All You Need To Know About Room Tone
Struggling to get your dialogue to sound natural? You might just need to add some room tone. Here we explore what room tone is and why you need it.
When we record dialogue in a space we capture a combination of the principal sources and the accompanying ‘room tone’. The space still colours our sound recordings even if we’re using a well treated space and close miking our subjects. However, when we come to edit our dialogue it’s not unusual for sections to get moved around resulting in gaps. If we attempt to mixdown our final audio track like this, the gaps will sound unnatural. The solution is to record a specific room tone snippet during the production process. This adds very little time to the location recording process and will save lots of time in audio post production.
Room tone is specific to the space you’re working in. Very importantly, it’s also not simply the space when empty. Equipment, props and people will all change its character. Because of this, the aim is to capture the room tone with people and equipment in position, though preferably with them stationary and silent.
Next up, don’t confuse room tone with room ambience. Although you could use the room tone for ambience, typically the room ambience track forms part of the effects tracks rather than dialogue tracks.
Sometimes our location is quiet and has a dead acoustic, but don’t assume that the room has no sound, or that room tone from such a space won’t be useful. Often, in areas of exposed dialogue, room tone can be obvious even if it’s not very invasive. This is often increased by additional post production processing such as EQ and compression. So if possible, always record room tone.
We typically use room tone to even out and fill gaps in the audio mix on dialogue tracks once the dialogue edits have been made. You might wonder why we don’t simply copy around sections in between existing dialogue. This can certainly work and shouldn’t be ruled out if the gaps are nice and clean without any unwanted noises. However, in reality, audio post production is simpler and quicker if you have a consistent prerecorded room tone track. What’s more, the job at the production stage is to think ahead and be covered for various requirements later on.
Finally, if you have to pass your production audio to someone else to finish off, having proper room tone tracks will make their job considerably easier. This will make your results better and you more popular.
Room tone provides a flexible background that should be easy to combine with your location or production sound to even out edits, standardize levels and deliver a polished, natural sounding result. It can also be handy as a source to define a background noise profile for noise reduction processing. Let’s look at how we actually use it in two different post production tasks.
Using room tone to fill gaps in the dialogue track
It’s easy when editing and repositioning the dialogue elements of your audio track to end up with gaps, and the simplest and most common use of a room tone track is to fill these gaps. Simply line up sections of the room tone track to fill the gaps. Next make sure the levels sound consistent. Most video editors provide individual clip level adjustment, and this is usually much quicker and works better than linear automation. Finally, if available use small audio crossfades to ensure there are no nasty clicks where the sections join.
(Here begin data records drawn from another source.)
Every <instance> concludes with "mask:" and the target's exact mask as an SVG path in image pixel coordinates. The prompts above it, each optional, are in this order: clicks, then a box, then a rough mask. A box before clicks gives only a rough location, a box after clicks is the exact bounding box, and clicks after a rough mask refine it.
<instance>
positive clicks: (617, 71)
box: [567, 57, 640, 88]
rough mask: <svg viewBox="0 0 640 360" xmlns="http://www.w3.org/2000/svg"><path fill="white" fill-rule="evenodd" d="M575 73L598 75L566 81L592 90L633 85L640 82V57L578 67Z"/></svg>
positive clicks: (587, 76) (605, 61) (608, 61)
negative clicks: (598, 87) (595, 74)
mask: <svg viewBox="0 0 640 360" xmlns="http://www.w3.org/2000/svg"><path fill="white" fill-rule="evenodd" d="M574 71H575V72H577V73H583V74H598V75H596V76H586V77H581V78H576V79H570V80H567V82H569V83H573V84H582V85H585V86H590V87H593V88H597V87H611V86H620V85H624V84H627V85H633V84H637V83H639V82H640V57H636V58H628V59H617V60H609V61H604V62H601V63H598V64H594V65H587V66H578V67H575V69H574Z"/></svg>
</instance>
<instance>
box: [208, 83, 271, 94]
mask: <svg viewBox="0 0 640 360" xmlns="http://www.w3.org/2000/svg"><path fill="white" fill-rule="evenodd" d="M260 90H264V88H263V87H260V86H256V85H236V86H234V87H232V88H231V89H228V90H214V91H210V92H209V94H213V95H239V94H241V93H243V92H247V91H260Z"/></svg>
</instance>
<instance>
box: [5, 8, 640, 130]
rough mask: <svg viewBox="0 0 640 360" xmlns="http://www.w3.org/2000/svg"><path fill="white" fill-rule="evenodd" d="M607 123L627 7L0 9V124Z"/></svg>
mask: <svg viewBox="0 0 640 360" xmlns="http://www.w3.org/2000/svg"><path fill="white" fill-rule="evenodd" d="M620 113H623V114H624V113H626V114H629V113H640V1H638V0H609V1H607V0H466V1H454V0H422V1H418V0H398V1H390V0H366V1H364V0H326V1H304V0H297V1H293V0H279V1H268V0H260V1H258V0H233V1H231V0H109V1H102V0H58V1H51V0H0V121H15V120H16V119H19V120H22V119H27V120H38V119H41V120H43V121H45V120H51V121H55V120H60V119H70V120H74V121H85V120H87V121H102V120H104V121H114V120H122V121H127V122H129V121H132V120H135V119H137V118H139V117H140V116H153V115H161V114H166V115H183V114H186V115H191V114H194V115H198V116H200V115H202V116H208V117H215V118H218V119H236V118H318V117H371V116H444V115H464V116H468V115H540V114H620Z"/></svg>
Using room tone after dialogue replacement
it’s not uncommon to replace sections of dialogue after shooting (ADR). This dialogue will probably be recorded dry in a vocal booth with one mic, and will not immediately match the other dialogue audio. Here we need to add room tone to all the ADR dialogue sections and in the gaps between. To create a continuous track of room tone copy round sections and crossfade the joins. To complete this task use EQ to match the dialogue sound and also add reverb to the ADR to match the original space.
If you want your audio track to sound consistent then you need to capture room tone in each location you record in. In fact, to be pedantic it will change every time you move your microphones or adjust their gain, so bear this in mind and decide if you need to recapture the room tone more than once.
For your room tone to work seamlessly in audio post-production it’s important to capture all the mics you are using in their respective positions. The best time to do this is immediately after you have set your peak gain levels and just before you shoot. Remember, tell everyone you’re capturing room tone and ask them to stay where they are and be quiet while you do it. Record at least 30 seconds (1 minute if possible) as this means you won’t have to loop sections in post production.
Finally, as a variation on this set up, if there is a persistent background noise that you are recording in your production audio (such as a fan) and this is something which you are planning on removing in post production using clean up or restoration plug in, you could follow the procedure above but with the device switched off. This will give you an additional cleaner room tone to work with.
If you forget to record room tone, or you’re given production sound with no room tone track, then you can hunt for gaps between the existing dialogue. It sounds easy and if there are plenty of pauses in the dialogue you may be in luck. But you’ll need clean sections without unwanted noises, and the process of copying and looping is time consuming and not always successful.
Audio editors often use sample libraries to finish the effects component of a production, but you can actually head to the library for room tones as well. These will be properly prepared, be plenty long enough, and with a little EQ can often patch up your dialogue track to an acceptable standard.